Ahmadabad
(2001 est. pop. 3.5 million). Ahmadabad, the gateway to Gujarat state in western India and its principal city, sprawls on the Sabarmati River about 450 kilometers (280 miles) north of Bombay. It is one of the busiest industrial centers in India, with cotton milling predominant. Ahmadabad wasfounded in 1411 by the Muslim ruler Sultan Ahmad Shah; it thrived in the fifteenth and sixteenth centuries under the early Mughal kings and prospered again since the British annexation in 1818. Of particular interest are compact housing clusters of families linked by caste, profession, or religion, dating to 1714.
A woman carrying a load on her head in the market in Ahmadabad in c. 1982. (ADAM WOOLFITT/CORBIS)

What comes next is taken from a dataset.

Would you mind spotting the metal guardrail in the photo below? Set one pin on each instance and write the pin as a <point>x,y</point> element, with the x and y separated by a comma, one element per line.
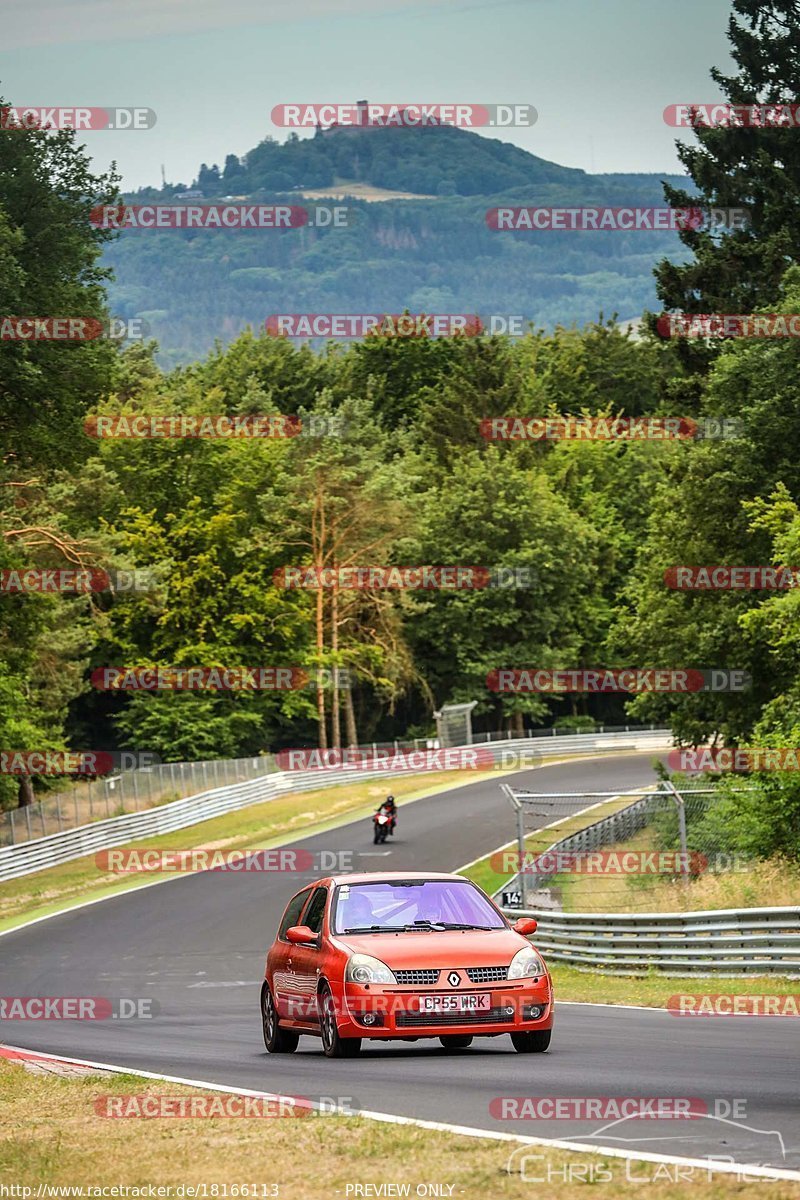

Many monuments of Hindu, Muslim, and Jain architecture in the walled city testify to its past glory and present prosperity. Kankaria Lake, built in 1451, offers promenades, boating, an aquarium, and a museum designed by Charles-Édouard Jeanneret (called Le Corbusier; 1887–1965). The Sidi Bashir Mosque features the mysterious "shaking minarets." From the Satyagraha Ashram, in 1930, Mohandas K. Gandhi (called Mahatma; 1869–1948) began his march to the sea to protest the British salt tax. A memorial center and sound-and-light show highlight his life and the Indian Freedom Movement.
Further Reading
Gillion, Kenneth L. (1968) Ahmedabad: A Study in Indian Urban History. Berkeley and Los Angeles: University of California Press.
Patel, B. B. (1989) Workers of Closed Textile Mills: Patterns and Problems of Their Absorption in a Metropolitan Labour Market. Columbia, MO: South Asia Books.
Mehta, Meera, and Dinesh Mehta. (1990) Metropolitan Housing Market: A Study of Ahmedabad. Newbury Park, CA: Sage.